Toda e qualquer política pública apresenta aspectos positivos e outros menos positivos. Com as relações exteriores não deveria ser diferente. A política externa seguida nos últimos doze anos não foi exatamente aquela que o Itamaraty poderia ter concebido como diretriz própria, do contrário não teriam havido tantos editoriais críticos nos grandes jornais, levantando a questão do fim do consenso nacional em torno das opções externas adotadas pelo partido hegemônico nesse período. Os defensores da política externa do lulo-petismo acreditam que ela tenha sido legitimada unicamente em função das vitórias eleitorais em 2002, em 2006 e em 2010. O fato é que nunca houve um debate aprofundado, pré ou pós-eleitoral, em torno dessas opções, nem os eleitores seriam capazes de formular um julgamento claro sobre assuntos tão complexos como os que frequentam a agenda diplomática, apenas com base numa escolha genérica feita em torno de questões eminentemente sociais ou políticas que aparecem nas eleições.

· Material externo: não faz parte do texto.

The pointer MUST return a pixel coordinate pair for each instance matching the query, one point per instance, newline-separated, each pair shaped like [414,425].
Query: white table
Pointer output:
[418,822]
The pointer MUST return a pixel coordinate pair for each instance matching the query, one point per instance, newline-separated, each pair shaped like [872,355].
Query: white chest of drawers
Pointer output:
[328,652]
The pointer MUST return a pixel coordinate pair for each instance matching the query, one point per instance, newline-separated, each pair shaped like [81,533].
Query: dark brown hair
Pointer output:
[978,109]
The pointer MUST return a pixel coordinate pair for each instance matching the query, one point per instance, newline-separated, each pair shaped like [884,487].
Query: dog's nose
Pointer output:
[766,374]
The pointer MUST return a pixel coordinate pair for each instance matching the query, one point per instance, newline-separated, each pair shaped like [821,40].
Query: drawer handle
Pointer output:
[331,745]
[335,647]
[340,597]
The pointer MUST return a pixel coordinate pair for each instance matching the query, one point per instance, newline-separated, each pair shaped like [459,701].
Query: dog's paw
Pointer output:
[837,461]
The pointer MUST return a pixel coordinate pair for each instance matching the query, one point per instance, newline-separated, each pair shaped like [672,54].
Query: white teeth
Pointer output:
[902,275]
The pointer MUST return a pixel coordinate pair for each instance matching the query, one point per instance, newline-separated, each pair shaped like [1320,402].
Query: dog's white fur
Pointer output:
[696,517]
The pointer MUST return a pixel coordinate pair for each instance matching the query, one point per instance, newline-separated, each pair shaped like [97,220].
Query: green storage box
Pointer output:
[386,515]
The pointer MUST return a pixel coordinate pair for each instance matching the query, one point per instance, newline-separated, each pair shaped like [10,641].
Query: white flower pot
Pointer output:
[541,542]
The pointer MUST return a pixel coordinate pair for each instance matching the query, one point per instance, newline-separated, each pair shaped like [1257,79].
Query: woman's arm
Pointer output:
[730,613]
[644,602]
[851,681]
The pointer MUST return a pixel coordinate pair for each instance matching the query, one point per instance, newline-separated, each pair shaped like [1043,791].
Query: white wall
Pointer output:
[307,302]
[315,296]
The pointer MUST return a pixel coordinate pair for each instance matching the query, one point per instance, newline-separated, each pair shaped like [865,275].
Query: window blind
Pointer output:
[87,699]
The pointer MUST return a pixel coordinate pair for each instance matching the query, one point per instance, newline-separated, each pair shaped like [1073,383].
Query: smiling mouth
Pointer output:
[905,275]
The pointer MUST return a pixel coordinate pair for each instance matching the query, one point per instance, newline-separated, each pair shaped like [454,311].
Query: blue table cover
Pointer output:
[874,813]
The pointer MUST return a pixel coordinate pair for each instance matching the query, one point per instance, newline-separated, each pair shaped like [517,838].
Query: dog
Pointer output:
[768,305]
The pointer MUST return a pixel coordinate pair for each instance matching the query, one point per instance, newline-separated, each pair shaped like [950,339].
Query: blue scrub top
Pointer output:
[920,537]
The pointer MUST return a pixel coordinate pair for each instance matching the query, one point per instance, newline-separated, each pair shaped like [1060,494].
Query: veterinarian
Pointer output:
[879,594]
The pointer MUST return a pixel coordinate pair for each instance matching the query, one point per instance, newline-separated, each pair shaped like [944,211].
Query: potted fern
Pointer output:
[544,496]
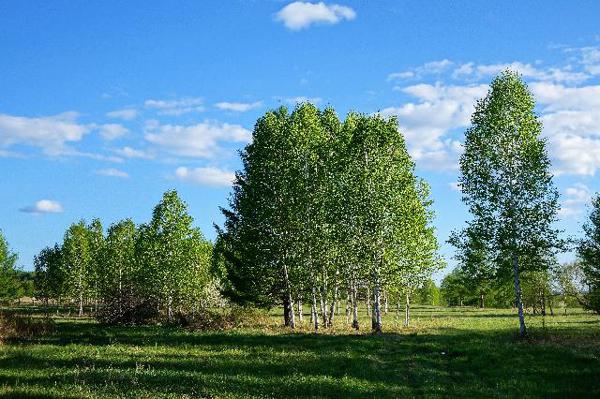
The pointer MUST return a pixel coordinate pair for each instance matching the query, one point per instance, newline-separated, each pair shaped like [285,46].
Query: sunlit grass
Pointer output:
[444,353]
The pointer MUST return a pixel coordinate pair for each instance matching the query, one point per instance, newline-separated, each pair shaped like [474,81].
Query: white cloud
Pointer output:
[572,124]
[49,133]
[176,107]
[112,131]
[578,196]
[474,71]
[237,106]
[43,206]
[428,122]
[112,172]
[208,176]
[201,140]
[454,186]
[126,114]
[429,68]
[129,152]
[300,14]
[302,99]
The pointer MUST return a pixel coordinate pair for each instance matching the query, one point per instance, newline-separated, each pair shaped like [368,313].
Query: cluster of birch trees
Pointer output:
[326,212]
[131,273]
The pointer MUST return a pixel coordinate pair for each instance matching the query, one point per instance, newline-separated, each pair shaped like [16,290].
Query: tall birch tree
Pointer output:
[506,182]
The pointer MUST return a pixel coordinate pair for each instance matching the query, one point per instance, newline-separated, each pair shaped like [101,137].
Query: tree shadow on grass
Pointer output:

Pode-se, portanto, questionar os rumos adotados pela política externa dos anos do lulo-petismo com base numa avaliação de suas intenções declaradas (e alguns de seus propósitos menos transparentes), tanto quanto sobre seus resultados efetivos. Parece evidente, aos olhos dos observadores mais atentos, que existe uma grande distância entre a velha (mas não superada) diplomacia conduzida pelo Itamaraty, tradicional no bom sentido da palavra, e a diplomacia do “nunca antes”, ou seja, a política externa partidária operada pelos companheiros, defensores de várias causas dúbias, muitas outras perdidas, ou que simplesmente se tornaram anacrônicas desde a queda do Muro de Berlim pelo menos (mas provavelmente desde antes também).
Em todo caso, cabe confrontar argumentos em torno de alternativas de política externa, preferencialmente em direção de uma que garanta rumos adequados ao país no plano internacional, já que a diplomacia adotada pelos companheiros nos últimos doze anos trouxe fundadas desconfianças de que não serve a um país como o Brasil, que pode ser várias coisas na economia e na política, menos bolivariano. Antes de falar do que poderia ser adequado para a política externa brasileira na próxima década, cabe começar pela simples identificação do quenão foi adequado nessa política, durante a última década. A partir daí talvez seja possível corrigir alguns dos erros, os desvios, os muitos equívocos, as deformações, enfim tudo aquilo que, antes dos companheiros chegarem ao poder, nunca tinha sido feito na área diplomática.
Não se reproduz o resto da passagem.